In a week or so they will admit that "some seeds" were stolen, a week or two later, it will be a "significant number of seeds" and some more weeks later it will be "all seeds".
The real question is however this: Why the hell were the seeds accessible over the network? Are these people totally and utterly incompetent? Even the mere possibility of a seed database compromise over the net (and they have indirectly, but conclusively confirmed this, as it is the only part of the system that must remain secret) is proof of gross incompetence and mandates a move to a different vendor. Nothing RSA does henceforth can be trusted to be secure, as some important part of that company (my guess: management) does not get how security works.
Most ACs are not even worth the keystrokes to insult them. Be generically insulted by this and ignored otherwise.
> RSA confirmed on Friday that the attack that compromised the company's high-value SecurID product was essentially a small, targeted phishing campaign that included a payload of a malicious Flash object embedded in an Excel file." ..
Don't open email attachments on a Windows computer that is used to control your SecurID product ...
I mean, it's not like there are no known Linux exploits, but -- when you've got average users using windows for day-to-day work, it's just a matter of time....
Security by obscurity, but -- among other things -- the attacker would, have to figure out that you're not using Windows.
Sometimes boldness is in fashion. Sometimes only the brave will be bold.
No, you can't.
What OS has never had remote exploits? iOS has had exactly one. And it was never turned into a malicious exploit. And it has long been patched. What other OS would you possibly label as being notably insecure for having had one remote exploit in five years, which has long since been patched? I assume this sort of scrutiny and aversion applies only to OS's from fruit-themed companies, since that's the only thing consistent on this topic around here.
After all, there have been multiple remote exploits for Android.
Just for the hell of it: if You can't be infected by something you can't run, the logical consequence would be to never run anything.
That's not the logical consequence. That's an absurd consequence. There's nothing inherent in my statement that suggests taking absurd measures. Security isn't binary. You cull the severe risks, and manage the lesser ones.
I did misinterpret your original reply, though. When you said you weren't being serious, I thought you were referring to your argument as a whole (which I got quite clearly, you were trying to dismiss my claim that iOS is more secure for not running Flash by pretending it must be taken to its most absurd extreme). You are correct that your absurd logic shouldn't be taken as serious, however that still leaves me wondering why make the statement in the first place?
But don't take that as something personal. Of course the real thing to do is to avoid significant security risks. (Such as, just to try and stay on topic, fishing a message out of junk and open whatever attachment it comes with.)
Sure, because that worked out so well, didn't it? It's far too easy to accidentally or unwittingly run an attachment. Better to do away with something like Flash in the first place. It's of dubious value on something like a phone or a tablet. It's not like we're talking about eschewing an established, modern, popular OS for an archaic OS that no one uses or develops for.

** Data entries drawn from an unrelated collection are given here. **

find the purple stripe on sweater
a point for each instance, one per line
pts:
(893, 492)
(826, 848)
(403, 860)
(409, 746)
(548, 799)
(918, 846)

Just not using an optional web plug-in that is notorious for security issues.
Presently, Flash is highly irrelevant on mobile devices. Why take on the unnecessary risk?

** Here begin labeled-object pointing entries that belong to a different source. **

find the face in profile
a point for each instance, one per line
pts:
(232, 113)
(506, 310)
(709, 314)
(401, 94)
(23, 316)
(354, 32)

Your tense is wrong. You *could* jailbreak it by going to a web page, but that is no longer possible. Now, you need to drop your device into DFU mode and jailbreak it via USB.

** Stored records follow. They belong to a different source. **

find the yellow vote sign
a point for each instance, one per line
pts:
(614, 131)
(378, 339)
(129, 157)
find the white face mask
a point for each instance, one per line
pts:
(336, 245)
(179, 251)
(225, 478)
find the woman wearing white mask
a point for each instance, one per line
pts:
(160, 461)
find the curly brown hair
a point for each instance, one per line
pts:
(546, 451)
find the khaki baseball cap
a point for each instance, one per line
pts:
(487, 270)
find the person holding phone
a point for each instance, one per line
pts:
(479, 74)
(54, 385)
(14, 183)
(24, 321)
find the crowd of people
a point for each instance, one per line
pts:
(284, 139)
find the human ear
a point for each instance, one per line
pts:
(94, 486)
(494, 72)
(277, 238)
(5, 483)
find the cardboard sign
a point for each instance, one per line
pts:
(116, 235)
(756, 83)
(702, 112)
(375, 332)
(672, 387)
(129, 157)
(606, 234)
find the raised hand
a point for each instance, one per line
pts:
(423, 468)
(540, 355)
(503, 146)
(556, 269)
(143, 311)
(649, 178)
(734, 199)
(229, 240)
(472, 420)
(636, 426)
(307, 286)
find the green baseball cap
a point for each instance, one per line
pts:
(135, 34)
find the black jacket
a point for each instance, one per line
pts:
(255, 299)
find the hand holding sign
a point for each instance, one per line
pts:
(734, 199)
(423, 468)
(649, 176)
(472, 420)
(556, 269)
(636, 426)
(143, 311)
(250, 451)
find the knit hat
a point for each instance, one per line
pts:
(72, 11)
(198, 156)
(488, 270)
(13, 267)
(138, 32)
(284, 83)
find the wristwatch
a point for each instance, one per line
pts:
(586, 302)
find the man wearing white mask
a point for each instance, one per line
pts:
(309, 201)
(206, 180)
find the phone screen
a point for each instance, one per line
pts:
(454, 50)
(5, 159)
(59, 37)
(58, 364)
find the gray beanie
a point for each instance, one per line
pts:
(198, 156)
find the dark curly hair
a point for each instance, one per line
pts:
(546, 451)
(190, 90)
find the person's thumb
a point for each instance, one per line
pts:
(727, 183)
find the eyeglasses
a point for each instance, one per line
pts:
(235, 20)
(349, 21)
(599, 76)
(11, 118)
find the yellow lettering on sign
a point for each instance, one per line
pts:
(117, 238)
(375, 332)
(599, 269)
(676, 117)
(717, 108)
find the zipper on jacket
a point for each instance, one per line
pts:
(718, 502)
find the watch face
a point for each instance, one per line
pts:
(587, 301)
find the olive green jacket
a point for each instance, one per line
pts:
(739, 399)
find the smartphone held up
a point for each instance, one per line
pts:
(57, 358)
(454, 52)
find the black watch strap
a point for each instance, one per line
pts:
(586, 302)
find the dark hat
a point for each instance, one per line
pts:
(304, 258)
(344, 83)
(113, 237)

The secret to creativity is knowing how to hide your sources. - Albert Einstein
ITT: node 3 getting trolled hard.
Err... how did parent get modded "offtopic"? It's precisely ON topic in terms of a reply; a vulnerability that allows a jailbreak is no less a vulnerability that allows an exploit. They're both an "own the system" gambit.
This isn't a remote exploit. It's a Flash file that was embedded in an Excel file that was emailed and opened on a local system.
You can hack an iPhone by visiting a webpage,
Not anymore.
Same is true of the Flash vuln -- it was patched by Adobe on March 21.